Steinmeyer seems all too in sync with Fort's scorn of science and scientists. "Critics may have been peeved," Steinmeyer states, "at Fort's suggestion that scientific truths are 'fashionable; but the word offends only by degree. He makes an essential point: the history of science is indeed full of buffoons, mistakes, miscalculations, changes of emphasis, arguments, and reevaluations. The public has done a disservice by ignoring these, elevating science to holiness-our salvation--and promoting scientists to a sort of priesthood." Is this the most astute of sentiments at a time when science illiteracy is rampant? (To cite just two examples: approximately 50 percent of Americans reject the theory of evolution; a recent measles outbreak was the result of parents who didn't vaccinate their children because they were convinced that vaccines cause autism.) Moreover, disdaining science now in the United States has pernicious social and political consequences.

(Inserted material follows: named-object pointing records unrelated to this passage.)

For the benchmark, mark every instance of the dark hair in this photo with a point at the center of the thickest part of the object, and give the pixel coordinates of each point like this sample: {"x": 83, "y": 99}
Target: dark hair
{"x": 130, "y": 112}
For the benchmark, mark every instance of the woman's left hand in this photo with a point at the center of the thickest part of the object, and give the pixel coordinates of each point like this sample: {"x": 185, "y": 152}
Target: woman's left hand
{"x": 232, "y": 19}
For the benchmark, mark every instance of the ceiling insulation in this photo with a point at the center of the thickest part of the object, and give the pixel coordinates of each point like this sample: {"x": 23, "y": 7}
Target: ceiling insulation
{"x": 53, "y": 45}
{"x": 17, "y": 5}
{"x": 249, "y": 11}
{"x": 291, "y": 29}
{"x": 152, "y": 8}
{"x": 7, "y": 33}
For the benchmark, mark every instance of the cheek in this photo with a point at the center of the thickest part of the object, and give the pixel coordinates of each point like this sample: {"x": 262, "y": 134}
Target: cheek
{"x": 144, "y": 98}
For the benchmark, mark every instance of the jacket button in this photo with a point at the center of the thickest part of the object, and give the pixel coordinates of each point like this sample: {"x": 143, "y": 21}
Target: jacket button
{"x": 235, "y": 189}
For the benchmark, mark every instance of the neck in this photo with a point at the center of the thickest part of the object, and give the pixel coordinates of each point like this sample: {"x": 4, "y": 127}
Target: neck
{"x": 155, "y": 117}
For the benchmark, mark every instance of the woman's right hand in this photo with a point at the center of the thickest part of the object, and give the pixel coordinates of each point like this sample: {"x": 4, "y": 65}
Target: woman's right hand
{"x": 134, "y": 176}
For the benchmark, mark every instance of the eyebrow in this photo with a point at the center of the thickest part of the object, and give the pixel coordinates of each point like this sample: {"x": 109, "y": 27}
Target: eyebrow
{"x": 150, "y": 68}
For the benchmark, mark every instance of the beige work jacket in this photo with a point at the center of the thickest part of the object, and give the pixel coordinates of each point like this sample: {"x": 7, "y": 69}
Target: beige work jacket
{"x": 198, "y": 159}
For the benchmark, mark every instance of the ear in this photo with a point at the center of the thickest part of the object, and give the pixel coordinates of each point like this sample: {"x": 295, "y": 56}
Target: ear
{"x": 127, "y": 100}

Steinmeyer asserts, apropos of Martin Gardner, the great debunker of peudoscience, that "Gardner's drum-beating for science was precisely the sort of thing that would have delighted Fort" By "delighted" I presume Steinmeyer means, delighted in a derisive way. It's depressing to think that Steinmeyer probably shares that mocking attitude toward Gardner (who is superior in every way to Fort as a thinker and a writer). An even more depressing endeavor is to speculate on why it is that the Charles Forts become powerful cultural forces and not the Martin Gardners.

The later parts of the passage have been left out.